We continued across country dropping men off at every large station. When the train arrived at Camp Beale in northern California I too got off to be relieved from active duty and get a rise in grade to Major. Georgia was left alone except for the train conductor who promised to see her safely into my mother's hands at the Oakland station. I arrived two days later and took a taxi home.
The house on 19th Avenue where I had lived from age five to twenty-two was welcoming, but Inky had been killed in the street by a car two weeks before my homecoming. He was intelligent and biddable. His favorite game was to search for a silver dollar that I had hidden within his reach.
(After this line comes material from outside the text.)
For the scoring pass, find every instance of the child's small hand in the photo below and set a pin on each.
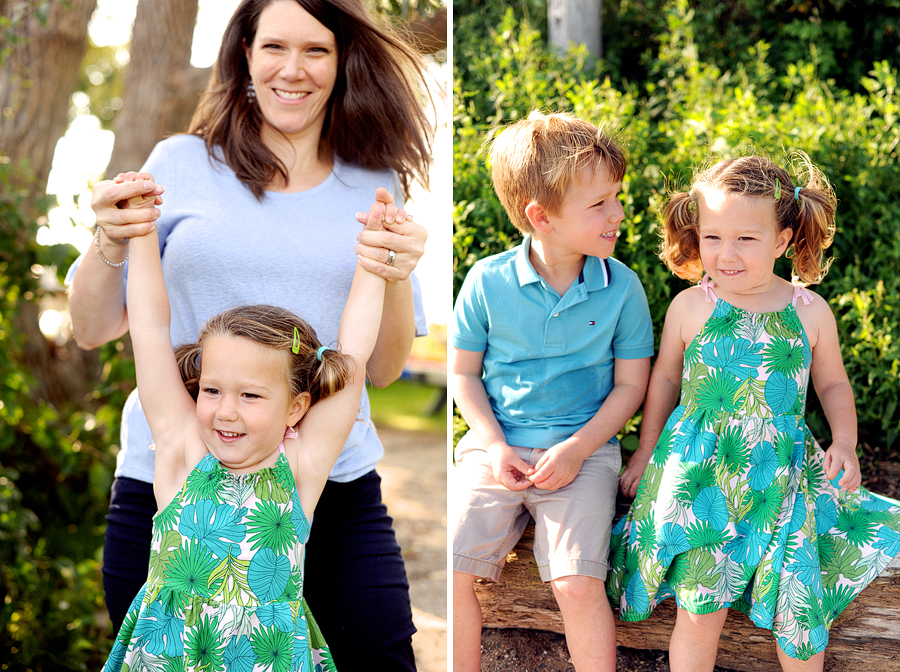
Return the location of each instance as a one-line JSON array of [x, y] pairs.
[[388, 210], [840, 457], [556, 468], [149, 199], [510, 470]]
He would hunt frantically until he found it and then come to me and show it triumphantly, giving it up only reluctantly after much coaxing. However, if ordered to 'Drop It!' he would do so with a reproachful look. I wasn't playing according to the rules he knew.
The Army's terminal leave ended late in September, and in October I returned to Arabia, this time by air, the first of many boring trips punctuated by unscheduled delays. Georgia remained at home awaiting the construction of housing in Dhahran which I had been promised would be available in less than six months. She found company in Jeannine Ferrand, another Frenchwoman who had found her life's companion in Bob Ferrand, an OSS officer who had suffered spinal injuries on his first drop by parachute.
Georgia arrived near the end of February 1947. After living in a small and dismal apartment in the Ras Tanura complex for several months we were assigned half of a cottage-like duplex at the Terminal, about a mile from the tanker-loading pier. It was an idyllic spot. We were on the beach only a hundred feet from the water which was swimmable because a sand bar kept the sharks at bay. The sea was an ever-changing panorama of color, particularly at sunrise, with the vivid green of the shallows giving way to the deep blue and purple of the open, "wine-dark" sea surmounted by the orange and pink of the rising sun, even more spectacular when clouds were present to lend tints of cerise, yellow, and violet. But the desert was beautiful only at dawn and dusk when the undulant sweep of crescent dunes was limned by violet shadows, and at night when brilliant stars in a blue-black firmament lighted travel free of the burning rays and dazzling mirage of day. Life in camp was often lonely but professionally rewarding.
And I had other duties. On some of his trips to the field Dick Bramkamp asked me to accompany him. The field geologists (two man parties with Arab support) spent months without returning to Dhahran. Dick visited them to check on their progress and to confirm and enlarge his own prior observations. On more than one occasion Dick was away and I was able to help in his stead, particularly when fossil identification could resolve a mapping problem. These photos give some idea of life in the field.
I was pleased with my job and was making good progress on the thesis when out of the blue, in December 1951, management decided that I was to be transferred to New York to establish a laboratory for the petrologic study of reservoir rocks and for critical review of the criteria used for stratigraphic analyses. I had a three-month long leave to take and decided that by working night and day I could finish up the thesis and present it during that time. I packed up the photomicrographic apparatus that I designed and had constructed, and shipped it to Paris along with the fossils I was studying. The Wild microscope stand that was part of the apparatus caused me difficulties in importation unto France, but eventually all was resolved.satisfactorily.
Georgia found a furnished apartment for rent and we took it, although it was not conveniently situated. Then began a period of frantic efforts to print what I had written, to draw maps and to prepare plates for the presentation of the pictures of microfossils that I had taken and was still taking. But with Geogia typing stencils and cranking them out on a mimeograph machine and with a photographer making final versions of my paste-up plates and maps I was able to prepare the required twelve copies of the thesis. War-time rules for reduced printings were still in effect, fortunately for me, for we would never have been able to have a normal press run in the three months available. Professor Cuvillier pulled strings to open the facilities of the Sorbonne to me, including the services of the head photographer and his projection equipment.
So, on 5 March 1952 I stood and talked for three hours to a jury of three professors and a crowd of about a hundred spectators. (many more than I anticipated) I was granted the title of Docteur es Sciences naturelles with a 'Mention très honorable.' It was not merely a university degree, but was recognized by the state as giving me the right to teach in France. We had the usual champagne with the jury that I thanked for their indulgence, then sent a cable to Arabia and took off for New York.